Example: “My daughter Valeria has been coming home four weekends in a row half an hour late. This makes me worry a lot because she does not warn and I think something may have happened to her. All I do is punish her so that she does not come back to repeat. However, it is useless. I wish I could make you understand how important it is to me that you keep to the schedule. “
2- Think of a time and place where you can calmly discuss the problem, without fear that no one can interrupt you. When you foresee that both of you are going to be relaxed and especially him.
3- Begin by describing the problem to the adolescent , in a clear and concise way.
Example: “The last 4 Saturdays you have been coming home at 10:30 when the allowed time is until 10.”
BEING ASSERTIVE OUR CHILDREN WILL FEEL HEARD
Example: “That makes me feel bad because I want to trust you but I can’t help but think that something may have happened to you and I worry a lot.”
5- Make it clear how you want your child to behave . Be brief.
Example: “I would like you to arrive on time from now on and if due to an emergency it will take you to call me.”

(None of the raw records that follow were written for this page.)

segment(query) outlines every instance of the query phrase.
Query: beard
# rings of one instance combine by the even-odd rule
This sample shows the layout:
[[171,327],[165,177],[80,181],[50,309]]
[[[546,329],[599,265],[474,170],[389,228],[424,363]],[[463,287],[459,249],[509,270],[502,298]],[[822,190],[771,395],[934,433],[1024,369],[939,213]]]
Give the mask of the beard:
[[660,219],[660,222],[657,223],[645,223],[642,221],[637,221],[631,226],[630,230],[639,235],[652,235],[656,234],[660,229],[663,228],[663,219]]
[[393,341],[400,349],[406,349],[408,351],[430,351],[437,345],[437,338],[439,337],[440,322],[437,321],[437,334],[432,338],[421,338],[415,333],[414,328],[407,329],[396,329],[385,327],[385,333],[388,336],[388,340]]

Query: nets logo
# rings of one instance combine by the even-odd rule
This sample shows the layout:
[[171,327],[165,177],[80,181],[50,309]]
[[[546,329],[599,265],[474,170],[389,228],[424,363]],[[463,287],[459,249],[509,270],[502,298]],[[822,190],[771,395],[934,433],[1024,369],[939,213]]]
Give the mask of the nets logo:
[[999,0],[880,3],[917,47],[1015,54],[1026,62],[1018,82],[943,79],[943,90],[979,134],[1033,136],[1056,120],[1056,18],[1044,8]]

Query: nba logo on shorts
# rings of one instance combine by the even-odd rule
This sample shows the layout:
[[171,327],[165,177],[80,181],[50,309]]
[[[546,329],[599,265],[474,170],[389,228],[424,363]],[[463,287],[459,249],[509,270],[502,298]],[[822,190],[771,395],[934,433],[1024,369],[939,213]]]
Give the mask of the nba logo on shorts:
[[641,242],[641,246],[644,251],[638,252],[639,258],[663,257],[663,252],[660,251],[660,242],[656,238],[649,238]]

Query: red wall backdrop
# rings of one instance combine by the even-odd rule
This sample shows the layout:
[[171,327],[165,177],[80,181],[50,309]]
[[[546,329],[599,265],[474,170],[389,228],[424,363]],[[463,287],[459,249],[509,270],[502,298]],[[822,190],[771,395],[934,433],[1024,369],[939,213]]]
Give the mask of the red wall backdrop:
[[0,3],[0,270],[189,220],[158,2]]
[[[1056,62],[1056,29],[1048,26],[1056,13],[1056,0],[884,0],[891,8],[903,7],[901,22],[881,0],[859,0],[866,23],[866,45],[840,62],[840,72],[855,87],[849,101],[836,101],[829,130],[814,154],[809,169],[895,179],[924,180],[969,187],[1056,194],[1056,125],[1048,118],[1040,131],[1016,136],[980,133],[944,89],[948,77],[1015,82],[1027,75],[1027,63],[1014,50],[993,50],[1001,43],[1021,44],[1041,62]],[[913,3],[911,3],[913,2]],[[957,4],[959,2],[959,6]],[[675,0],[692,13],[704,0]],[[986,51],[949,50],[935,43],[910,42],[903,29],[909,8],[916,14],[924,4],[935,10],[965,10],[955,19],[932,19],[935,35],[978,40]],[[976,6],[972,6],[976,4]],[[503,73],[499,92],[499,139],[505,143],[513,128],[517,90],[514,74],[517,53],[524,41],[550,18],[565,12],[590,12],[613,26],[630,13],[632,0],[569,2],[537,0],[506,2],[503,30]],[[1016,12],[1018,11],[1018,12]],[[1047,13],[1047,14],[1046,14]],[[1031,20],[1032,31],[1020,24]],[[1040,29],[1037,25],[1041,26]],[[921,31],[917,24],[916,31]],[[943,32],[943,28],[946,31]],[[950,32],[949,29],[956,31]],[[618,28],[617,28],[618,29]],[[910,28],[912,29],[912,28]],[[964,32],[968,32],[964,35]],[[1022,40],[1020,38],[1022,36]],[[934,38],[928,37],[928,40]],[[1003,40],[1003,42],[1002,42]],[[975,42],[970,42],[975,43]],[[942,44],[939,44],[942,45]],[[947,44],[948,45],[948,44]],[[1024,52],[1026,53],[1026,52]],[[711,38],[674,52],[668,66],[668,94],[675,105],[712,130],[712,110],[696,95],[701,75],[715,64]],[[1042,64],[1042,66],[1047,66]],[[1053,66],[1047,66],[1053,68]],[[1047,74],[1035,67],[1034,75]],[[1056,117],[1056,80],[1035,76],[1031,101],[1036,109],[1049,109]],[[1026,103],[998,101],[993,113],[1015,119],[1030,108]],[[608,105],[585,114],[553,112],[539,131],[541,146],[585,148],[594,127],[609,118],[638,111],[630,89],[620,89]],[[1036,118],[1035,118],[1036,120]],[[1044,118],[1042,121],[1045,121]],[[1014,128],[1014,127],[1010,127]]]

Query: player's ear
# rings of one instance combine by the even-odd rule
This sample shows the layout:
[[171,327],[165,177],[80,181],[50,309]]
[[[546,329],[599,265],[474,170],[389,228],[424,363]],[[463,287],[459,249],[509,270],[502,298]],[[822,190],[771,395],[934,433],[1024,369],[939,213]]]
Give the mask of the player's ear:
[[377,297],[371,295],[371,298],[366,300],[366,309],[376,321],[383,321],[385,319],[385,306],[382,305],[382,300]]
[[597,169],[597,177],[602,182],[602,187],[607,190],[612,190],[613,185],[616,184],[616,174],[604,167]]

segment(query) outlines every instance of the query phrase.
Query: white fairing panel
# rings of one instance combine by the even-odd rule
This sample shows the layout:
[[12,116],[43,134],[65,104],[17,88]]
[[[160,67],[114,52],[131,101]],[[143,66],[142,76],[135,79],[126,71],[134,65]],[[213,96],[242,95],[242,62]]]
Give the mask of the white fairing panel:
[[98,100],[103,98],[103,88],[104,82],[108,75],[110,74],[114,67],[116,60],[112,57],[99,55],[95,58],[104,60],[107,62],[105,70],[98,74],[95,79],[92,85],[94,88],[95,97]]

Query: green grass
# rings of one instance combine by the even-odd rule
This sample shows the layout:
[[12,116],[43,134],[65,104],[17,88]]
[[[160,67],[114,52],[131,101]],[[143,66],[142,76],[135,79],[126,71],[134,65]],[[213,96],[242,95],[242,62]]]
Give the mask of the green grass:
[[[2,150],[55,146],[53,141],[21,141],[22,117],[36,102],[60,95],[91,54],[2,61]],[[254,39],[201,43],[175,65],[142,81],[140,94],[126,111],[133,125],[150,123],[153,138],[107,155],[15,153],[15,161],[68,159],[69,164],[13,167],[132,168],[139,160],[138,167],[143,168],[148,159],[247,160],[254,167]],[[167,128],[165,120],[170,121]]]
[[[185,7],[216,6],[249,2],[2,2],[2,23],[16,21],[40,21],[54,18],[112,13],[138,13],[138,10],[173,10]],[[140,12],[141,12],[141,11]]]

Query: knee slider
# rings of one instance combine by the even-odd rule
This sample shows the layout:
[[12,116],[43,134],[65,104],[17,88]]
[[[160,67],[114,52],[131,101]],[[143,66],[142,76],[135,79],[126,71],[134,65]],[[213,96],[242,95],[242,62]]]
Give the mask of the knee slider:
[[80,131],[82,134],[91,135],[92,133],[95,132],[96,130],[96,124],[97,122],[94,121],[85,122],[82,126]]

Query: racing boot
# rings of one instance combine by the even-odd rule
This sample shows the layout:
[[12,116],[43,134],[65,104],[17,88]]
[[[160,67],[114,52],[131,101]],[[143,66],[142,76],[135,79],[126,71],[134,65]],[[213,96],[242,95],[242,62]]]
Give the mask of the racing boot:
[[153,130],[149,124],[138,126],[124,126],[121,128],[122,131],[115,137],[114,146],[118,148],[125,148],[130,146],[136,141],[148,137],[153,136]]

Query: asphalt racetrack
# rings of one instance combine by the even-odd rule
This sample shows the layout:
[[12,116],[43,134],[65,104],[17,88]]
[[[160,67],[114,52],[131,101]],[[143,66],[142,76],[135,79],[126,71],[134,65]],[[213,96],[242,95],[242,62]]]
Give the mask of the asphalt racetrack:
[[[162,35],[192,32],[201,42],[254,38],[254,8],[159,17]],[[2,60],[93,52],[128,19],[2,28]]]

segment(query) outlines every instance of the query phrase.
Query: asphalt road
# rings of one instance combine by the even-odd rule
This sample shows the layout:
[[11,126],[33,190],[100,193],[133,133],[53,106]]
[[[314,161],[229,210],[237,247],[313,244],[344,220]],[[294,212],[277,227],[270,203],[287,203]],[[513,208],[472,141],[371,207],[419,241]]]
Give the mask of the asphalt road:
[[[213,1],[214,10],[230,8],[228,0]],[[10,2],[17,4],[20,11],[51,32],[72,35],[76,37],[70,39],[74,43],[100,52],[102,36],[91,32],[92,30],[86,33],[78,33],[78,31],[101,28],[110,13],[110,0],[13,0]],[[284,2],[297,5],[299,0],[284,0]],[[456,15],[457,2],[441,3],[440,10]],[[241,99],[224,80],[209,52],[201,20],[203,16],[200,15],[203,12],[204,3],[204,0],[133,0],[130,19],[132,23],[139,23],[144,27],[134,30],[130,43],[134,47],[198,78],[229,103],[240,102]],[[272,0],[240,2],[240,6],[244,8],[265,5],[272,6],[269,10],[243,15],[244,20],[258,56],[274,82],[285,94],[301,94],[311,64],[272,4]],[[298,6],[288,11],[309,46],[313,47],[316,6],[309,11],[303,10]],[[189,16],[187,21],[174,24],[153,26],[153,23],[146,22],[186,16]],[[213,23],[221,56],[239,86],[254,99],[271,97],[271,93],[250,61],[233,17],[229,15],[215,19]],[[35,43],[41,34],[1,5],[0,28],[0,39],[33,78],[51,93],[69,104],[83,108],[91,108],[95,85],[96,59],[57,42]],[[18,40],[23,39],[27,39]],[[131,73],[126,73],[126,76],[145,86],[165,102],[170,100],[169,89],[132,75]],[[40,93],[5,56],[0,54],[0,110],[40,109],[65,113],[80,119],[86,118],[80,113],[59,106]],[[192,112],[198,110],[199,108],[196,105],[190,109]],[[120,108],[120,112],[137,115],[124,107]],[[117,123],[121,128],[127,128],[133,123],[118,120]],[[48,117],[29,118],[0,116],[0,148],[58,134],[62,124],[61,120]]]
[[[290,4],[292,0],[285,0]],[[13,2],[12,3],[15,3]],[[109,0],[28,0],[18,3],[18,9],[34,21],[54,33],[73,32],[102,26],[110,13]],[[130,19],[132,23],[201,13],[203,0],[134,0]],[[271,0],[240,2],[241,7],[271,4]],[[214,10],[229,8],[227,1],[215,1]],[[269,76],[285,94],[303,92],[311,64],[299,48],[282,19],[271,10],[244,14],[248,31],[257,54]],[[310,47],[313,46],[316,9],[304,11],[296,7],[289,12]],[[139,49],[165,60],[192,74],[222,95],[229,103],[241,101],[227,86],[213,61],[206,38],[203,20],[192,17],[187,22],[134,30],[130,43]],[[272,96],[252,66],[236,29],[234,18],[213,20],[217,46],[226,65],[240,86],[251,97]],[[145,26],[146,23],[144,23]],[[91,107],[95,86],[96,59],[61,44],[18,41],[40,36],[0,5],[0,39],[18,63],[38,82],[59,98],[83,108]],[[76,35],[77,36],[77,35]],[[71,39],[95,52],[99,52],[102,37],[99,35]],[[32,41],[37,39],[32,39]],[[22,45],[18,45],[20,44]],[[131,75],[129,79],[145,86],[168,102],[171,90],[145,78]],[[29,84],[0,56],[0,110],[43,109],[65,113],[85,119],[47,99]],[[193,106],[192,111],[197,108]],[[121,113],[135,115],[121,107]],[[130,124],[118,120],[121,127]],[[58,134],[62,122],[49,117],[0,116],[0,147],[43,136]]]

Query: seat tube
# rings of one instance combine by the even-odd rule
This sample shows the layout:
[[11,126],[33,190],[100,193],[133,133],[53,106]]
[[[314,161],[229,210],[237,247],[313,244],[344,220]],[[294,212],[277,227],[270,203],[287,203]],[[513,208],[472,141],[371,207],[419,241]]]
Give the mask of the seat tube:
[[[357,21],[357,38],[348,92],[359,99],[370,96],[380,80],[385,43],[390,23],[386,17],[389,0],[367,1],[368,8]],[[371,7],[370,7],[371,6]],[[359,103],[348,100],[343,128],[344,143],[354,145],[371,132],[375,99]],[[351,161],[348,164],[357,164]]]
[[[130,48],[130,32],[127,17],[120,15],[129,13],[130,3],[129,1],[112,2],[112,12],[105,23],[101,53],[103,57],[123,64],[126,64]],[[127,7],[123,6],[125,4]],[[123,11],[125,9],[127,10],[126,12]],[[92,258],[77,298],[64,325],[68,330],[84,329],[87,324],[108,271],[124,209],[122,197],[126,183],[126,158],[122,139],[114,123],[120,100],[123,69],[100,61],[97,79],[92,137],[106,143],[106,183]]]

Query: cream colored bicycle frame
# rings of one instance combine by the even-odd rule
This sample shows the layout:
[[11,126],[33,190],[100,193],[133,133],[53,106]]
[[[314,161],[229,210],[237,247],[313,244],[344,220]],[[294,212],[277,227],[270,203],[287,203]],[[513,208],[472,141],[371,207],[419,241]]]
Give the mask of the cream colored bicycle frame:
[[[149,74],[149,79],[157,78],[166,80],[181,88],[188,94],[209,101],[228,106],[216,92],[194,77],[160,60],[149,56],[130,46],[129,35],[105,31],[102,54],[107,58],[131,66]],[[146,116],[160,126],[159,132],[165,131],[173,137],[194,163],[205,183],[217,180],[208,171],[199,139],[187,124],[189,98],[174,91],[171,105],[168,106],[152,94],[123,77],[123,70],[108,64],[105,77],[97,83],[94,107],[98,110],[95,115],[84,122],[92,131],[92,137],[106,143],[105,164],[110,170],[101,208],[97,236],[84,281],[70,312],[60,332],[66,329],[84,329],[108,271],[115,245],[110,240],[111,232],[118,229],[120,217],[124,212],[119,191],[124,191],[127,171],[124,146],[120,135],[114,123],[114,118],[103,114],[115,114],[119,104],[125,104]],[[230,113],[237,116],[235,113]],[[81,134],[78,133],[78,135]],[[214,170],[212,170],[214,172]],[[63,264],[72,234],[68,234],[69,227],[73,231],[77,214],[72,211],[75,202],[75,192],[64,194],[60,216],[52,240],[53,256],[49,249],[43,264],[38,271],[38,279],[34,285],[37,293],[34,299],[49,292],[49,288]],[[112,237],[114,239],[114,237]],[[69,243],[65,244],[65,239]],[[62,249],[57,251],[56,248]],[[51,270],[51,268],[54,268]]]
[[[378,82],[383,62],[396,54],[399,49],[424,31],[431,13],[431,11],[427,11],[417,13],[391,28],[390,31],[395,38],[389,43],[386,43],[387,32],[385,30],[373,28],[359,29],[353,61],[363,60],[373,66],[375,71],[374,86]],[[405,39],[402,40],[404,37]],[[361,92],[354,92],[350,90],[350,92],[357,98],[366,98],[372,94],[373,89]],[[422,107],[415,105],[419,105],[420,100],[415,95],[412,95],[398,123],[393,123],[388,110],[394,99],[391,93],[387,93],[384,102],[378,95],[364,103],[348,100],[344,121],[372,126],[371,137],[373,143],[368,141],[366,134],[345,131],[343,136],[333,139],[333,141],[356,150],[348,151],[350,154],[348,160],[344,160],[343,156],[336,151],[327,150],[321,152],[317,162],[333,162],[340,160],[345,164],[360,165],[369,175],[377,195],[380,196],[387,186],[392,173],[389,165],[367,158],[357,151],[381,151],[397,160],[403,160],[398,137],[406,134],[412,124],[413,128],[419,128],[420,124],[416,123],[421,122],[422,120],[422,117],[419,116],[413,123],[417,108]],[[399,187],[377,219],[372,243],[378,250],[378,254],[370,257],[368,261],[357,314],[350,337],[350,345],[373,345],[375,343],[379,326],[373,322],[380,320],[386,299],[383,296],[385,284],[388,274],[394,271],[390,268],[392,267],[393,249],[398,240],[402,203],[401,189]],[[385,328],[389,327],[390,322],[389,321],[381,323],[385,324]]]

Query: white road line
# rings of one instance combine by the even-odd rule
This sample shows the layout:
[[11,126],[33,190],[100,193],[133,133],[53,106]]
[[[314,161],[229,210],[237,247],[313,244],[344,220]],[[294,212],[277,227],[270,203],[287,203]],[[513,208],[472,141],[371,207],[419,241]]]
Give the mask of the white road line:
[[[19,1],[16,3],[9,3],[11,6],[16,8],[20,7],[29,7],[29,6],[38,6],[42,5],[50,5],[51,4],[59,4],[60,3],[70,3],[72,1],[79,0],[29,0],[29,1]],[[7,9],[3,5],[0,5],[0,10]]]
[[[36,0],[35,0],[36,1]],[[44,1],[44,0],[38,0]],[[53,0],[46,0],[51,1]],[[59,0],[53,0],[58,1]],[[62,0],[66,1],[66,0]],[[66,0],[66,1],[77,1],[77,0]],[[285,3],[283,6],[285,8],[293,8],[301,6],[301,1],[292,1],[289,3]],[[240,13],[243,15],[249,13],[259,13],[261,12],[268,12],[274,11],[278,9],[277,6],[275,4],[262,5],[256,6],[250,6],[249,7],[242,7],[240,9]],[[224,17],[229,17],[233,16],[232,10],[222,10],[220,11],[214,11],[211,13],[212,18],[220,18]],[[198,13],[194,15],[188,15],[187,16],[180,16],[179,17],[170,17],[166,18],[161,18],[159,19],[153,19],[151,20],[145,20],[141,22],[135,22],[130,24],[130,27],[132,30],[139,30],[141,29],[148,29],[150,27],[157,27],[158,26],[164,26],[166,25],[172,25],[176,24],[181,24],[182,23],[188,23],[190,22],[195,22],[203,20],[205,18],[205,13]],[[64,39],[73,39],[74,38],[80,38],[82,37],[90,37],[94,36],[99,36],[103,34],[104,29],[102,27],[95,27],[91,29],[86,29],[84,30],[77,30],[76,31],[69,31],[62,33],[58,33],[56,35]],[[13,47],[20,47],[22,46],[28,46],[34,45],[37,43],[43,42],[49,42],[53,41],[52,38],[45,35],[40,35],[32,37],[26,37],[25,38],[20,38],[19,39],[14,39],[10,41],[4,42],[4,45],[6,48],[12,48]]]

6- Finish the dialogue by highlighting what benefits it could obtain if it listens to you and what damages it would have if it does not. Sometimes it is necessary to give in “superficial” things to win in the essentials. It is also important that the negative consequences are not too harsh so as not to lose credibility.
Example: “If you meet the schedule, I promise to let you arrive two weekends a month at 10:30, always agreeing in advance. If you do not comply, each day that you are late will be deducted from the time of the end of next week.”
Finally and putting all the examples together, the script would look like this:
“The last 4 Saturdays you have been coming home at 10:30 when the allowed time is until 10. That makes me feel bad because I want to trust you but I can’t help thinking that something may have happened to you, I worry a lot.
I would like you to arrive on time from now on and if due to an emergency it will take you to call me. If you meet the schedule, I promise to let you arrive two weekends a month at 10:30, always agreeing in advance. If you do not comply, each day you are late, those minutes will be deducted from the time of the following weekend. “
TEENS NEED TO EXPRESS THEMSELVES TOO
Ask him for his point of view. What does he think and how would he solve the problem. In this way we are showing them that we value their opinion regardless of the decision we make later. It is important that they feel heard.
Lastly, sometimes we can’t help but argue. Especially if one of the two parties gets upset and starts screaming. It is vital to maintain the type and not get carried away, after all, we are the adults and we have to set an example . Yelling is giving permission for them to do the same. And once the screaming begins, the conversation loses all meaning because no one wins and both parties lose.
If they are the ones who start yelling, just say, “I see you’re getting upset so I’m going to go.
When you are calmer we can continue talking about it. Until then, nothing. “Then leave the room and don’t go to him until at least 10 minutes have passed after he has calmed down . The last thing we want is for them to learn who the loudest wins.
Dr. Tabriella Perivolaris, Sara's mother and fan of fashion, beauty, motherhood, among others, about the female universe. Since 2018 she has been working as a copywriter, always bringing to her articles a little of her experience and experience as a mother and woman.